The Apple Effect is a corporate pathology. A set of behaviors that consumer-facing companies engage in, largely in response to perceiving their product and marketing inferiority when compared to Apple. The Four Key Drivers of this success are very visible:
- The Industrial Design of the Apple product line is strong and reflects a tight integration of form, functionality and aesthetic. Apple’s products have often become fashion statements.
- The Interaction Design of Apple’s softwares, including its website, iTunes store, iPhone OS, and OS-X operating system also set standards for usability, functionality and aesthetic.
- The Loyalty of its Customers is extremely high as evidenced by a fanaticism, advocacy, willingness to invest in an Apple-based lifestyle and their willingness to pay premium prices despite blatant time-discriminatory pricing.
- The Ecosystem of Services and offerings that includes the Apple Store, Genius Bar, iTunes content services (movies, music and books, for example), and the massive 3-rd party content networks that the platforms have spawned – podcasts, iPhone applications, OSX freeware utilities, etc.
Apple is so iconic and its role in our lives so significant now that we can easily forget that before the iPhone, the iPod, iTunes, OS-X, etc., Apple was just one of the many technology companies that hoped to accomplish these same things and more. Those other companies were larger, with more money, more market share, more partnerships and more access to content and the consumer.
And the Four Keys are what they do, but they are not how they do it. Having worked with many of the large CE and computer technology companies over the last two decades, I can say that I have rarely seen management in these companies actually understand how Apple accomplished these feats.

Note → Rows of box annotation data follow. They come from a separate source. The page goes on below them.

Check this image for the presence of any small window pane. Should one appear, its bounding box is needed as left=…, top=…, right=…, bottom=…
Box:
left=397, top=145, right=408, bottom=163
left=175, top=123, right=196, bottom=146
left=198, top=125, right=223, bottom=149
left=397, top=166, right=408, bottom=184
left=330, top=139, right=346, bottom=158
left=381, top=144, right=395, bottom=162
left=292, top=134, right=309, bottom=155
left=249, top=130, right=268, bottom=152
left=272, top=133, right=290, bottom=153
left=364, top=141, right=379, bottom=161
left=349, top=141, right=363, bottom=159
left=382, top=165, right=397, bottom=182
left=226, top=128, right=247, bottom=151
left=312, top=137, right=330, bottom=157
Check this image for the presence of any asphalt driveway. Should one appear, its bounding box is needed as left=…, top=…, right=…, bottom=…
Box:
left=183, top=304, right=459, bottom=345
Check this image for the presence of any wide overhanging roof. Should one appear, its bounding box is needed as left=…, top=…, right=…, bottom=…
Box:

Lacking that understanding, companies often try to create the one or more of the four key drivers above through diktat – “We need a sexier product ID”, or “Let’s get some content partners”, “Update our website” or “We need that feature too.”
That is what I call the Apple Effect. It is a very normal human reaction to what is essentially business envy, “Hmmm, they have one…so we need one too.” Often, and probably more often in technology companies because of their tendency to compete through incremental feature additions, someone or some team is given the assignment to bring the company back to parity or near-parity with Apple in one of the Four Keys.
These companies are also responding to (now) being a follower – in many situations one need only replicate what the leader has done to achieve parity. We see this happen in many device categories, where price or feature competition, or even just better marketing helps usurp the leader. Yet in the five years since the middle of 2004 when the iPod gained more than 50% market share, and despite a hoard of contenders competing with different and better features, lower prices, greater compatibility, etc., it has been game-over and Apple never even looked back. In the Apple Effect, often the faster one runs to catch up, the farther behind one gets.
My observation (and I think the evidence of time as well) is that this approach does not work. Competing with Apple or (better yet) competing as Apple does is better done by understanding how Apple created and now maintains a level of supremacy – what the organization did to, um…yes, Think Different.